Stick one to the end of the Arbor so you don't drop the nut when changing blades.


----------



## Roy Drake (Feb 10, 2014)

Really good practical thread.


----------



## Dejure (Jul 27, 2009)

I attached one to the hub of my drill press crank, then cut a pieces of wood, the same thickness, to go around it. Over that is a metal disk. I never have to look for my key, because it's always on the hub.

The magnet is strong enough just slapping the key there allows the magnet to grab it.
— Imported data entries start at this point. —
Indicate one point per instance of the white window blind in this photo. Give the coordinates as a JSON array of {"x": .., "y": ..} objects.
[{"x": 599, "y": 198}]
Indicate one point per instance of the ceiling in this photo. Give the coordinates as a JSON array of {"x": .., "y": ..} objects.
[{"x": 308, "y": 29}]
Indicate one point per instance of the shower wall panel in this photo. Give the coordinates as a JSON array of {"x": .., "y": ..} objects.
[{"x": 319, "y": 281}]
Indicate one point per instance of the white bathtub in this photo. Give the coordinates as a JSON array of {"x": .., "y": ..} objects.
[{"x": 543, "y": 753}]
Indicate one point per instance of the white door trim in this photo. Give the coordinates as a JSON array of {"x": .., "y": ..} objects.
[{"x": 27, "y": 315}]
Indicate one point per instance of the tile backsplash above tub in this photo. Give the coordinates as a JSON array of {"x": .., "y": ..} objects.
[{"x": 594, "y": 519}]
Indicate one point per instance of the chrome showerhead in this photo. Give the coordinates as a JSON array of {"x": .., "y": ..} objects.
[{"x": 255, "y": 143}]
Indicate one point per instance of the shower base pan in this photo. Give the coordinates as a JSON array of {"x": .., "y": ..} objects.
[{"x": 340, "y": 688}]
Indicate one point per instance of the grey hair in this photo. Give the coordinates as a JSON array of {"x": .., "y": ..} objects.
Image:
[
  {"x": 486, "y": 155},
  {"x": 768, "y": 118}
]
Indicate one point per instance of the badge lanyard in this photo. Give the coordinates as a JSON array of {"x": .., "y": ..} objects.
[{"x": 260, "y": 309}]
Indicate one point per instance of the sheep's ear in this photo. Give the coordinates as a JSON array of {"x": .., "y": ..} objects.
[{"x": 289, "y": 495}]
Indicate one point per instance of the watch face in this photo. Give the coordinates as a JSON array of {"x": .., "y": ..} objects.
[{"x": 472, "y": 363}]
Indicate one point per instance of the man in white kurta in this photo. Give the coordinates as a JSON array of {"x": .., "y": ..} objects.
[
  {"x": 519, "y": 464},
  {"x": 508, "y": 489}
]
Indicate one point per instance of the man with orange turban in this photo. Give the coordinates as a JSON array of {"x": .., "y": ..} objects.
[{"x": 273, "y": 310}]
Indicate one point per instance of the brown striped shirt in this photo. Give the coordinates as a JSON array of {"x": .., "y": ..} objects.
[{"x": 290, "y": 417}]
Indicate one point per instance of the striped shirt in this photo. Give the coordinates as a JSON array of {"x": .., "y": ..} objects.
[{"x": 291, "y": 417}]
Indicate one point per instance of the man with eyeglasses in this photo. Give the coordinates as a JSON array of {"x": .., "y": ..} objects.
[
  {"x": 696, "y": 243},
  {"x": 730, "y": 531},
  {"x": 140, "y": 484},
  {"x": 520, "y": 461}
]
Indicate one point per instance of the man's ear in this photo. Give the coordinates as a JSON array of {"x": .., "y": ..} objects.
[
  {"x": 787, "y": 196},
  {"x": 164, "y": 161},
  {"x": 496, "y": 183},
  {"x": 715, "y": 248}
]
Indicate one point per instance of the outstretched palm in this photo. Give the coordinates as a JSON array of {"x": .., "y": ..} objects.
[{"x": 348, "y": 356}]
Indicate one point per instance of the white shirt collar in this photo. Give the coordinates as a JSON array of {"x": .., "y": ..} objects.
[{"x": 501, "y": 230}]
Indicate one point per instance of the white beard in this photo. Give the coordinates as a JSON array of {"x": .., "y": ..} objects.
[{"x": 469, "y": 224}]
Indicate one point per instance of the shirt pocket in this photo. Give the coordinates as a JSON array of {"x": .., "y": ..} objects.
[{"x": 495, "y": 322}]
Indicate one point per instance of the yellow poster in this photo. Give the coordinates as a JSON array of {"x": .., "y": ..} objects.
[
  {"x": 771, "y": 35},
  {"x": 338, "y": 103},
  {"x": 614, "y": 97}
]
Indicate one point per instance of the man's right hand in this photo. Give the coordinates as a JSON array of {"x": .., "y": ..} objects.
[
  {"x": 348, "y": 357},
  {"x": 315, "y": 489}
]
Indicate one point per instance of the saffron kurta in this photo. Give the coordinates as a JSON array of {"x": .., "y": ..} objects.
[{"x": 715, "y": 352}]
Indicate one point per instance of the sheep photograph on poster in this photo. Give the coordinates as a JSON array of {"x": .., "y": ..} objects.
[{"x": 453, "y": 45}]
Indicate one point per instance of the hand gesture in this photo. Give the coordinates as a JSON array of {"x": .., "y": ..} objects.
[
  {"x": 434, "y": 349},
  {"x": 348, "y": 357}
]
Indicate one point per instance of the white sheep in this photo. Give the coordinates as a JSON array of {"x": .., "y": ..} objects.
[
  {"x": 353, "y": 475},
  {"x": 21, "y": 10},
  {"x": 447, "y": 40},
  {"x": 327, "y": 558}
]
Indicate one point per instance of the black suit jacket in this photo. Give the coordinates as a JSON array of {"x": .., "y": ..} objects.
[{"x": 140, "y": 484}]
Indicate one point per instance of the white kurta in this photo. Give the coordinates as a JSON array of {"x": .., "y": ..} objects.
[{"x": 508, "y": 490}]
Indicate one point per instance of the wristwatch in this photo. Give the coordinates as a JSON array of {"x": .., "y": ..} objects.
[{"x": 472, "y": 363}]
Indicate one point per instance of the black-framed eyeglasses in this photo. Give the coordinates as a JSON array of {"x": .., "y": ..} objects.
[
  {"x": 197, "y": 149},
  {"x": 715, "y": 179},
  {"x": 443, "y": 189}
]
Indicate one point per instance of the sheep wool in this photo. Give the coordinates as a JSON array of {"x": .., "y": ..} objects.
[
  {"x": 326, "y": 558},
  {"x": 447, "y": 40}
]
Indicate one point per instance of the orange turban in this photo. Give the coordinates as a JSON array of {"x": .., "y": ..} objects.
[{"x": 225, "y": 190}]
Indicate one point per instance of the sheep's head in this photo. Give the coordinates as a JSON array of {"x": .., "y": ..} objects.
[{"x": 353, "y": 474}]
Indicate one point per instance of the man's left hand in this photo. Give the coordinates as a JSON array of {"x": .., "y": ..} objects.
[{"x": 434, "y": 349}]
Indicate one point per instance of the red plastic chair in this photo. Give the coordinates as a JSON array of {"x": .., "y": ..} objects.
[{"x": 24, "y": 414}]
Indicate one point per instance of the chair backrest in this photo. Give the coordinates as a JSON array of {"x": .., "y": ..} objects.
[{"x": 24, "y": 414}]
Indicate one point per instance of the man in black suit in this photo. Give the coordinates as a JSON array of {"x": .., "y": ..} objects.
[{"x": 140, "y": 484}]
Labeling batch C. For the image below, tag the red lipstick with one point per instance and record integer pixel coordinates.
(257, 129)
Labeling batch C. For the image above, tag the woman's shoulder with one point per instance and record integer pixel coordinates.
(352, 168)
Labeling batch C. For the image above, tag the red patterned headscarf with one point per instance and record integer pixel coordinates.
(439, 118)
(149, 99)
The wood and disk protect the fragile magnet.


----------



## Cherryville Chuck (Sep 28, 2010)

Northerner said:


> be careful buying some of those magnets from china, i ordered a various batch a month back and i was in need of some 3/8" ones and they were in millimeter and undersize so the holes i drilled with my forstener bit was to big. the ones i ordered before were from fleabay and you would have thought for as cheap as they were they would be from asia but the sizes were spot on.
> 
> so just be careful if you need exact sizes!


Lee Valley`s are Imperial size as stated in their catalog. J. D.`s (Eccentictinkerer) link to the manufacturer in China stated that they are metric sizes and at those prices it might be worth buying metric sized Forstners or brad points. In his link the price for 100 with free shipping was about the same as I have been paying for 20 and I still had to pay shipping.


----------



## DaninVan (Jan 1, 2012)

" You can put a quarter inch magnet inside a socket the same size and the magnet will hold a hex driver in place without it falling out."
-Stick

Yes! I spent hours shopping around trying to find a purpose made socket that'd hold off-the-shelf bits securely. No joy.
The small R.E. magnet that I epoxied in works like a hot damn.
Thar Lee Valley assortment was money well spent.


----------



## Wood Chip (Apr 10, 2011)

I've used rare earth magnet to locate & pull a fish tape when running cable behind a wall.


----------



## Ratbob (Apr 6, 2015)

Most of what I see coming from China are ceramic, not Neodymium. The ceramic magnets are weaker, more brittle, and often have a coating of dust from manufacturing. In rough numbers, ceramic cost about 20% of the cost of rare earth magnets, and have an order of magnitude less 'pull' per unit volume. 

Sometimes ceramic is all you need, but it's good to know the difference.

I saw an Izzy Swan video where he put a couple magnets in a glue bot filled with cutting fluid that he keeps on top of his drill press.


----------



## Cherryville Chuck (Sep 28, 2010)

That's a good idea for getting rid of swarf. No matter how fine it is the magnets would try and filter it out.


----------



## Ghidrah (Oct 21, 2008)

before I bought my magnetic sweeper I used the ring magnets from dead microwave ovens, glued them to some ply, took the wheels and axle from a small childs wagon sitting at the town dumps "pick of the litter" screwed a couple copper pipe brackets to the ply for the axle to and mounted the wagon handle.


----------



## Shop guy (Nov 22, 2012)

Good idea, Ronald. I think I might make one of those.


----------



## Ghidrah (Oct 21, 2008)

Shop guy,

It's a lot cheaper than the type I eventually bought, but it lacks some of the amenities of the factory jobs, mainly having to pry the nails and screws off the magnets by hand, P.I.T.A. However cleaning the perimeter up after a roof/siding job and frames there's nothing better. No one wants to get a call from a customer complaining about a tetanus shot, limp and leaky shoe.


----------



## eccentrictinkerer (Dec 24, 2007)

I keep a big speaker magnet in a ziploc bag on my drill press table. Catches a fair amount of swarf.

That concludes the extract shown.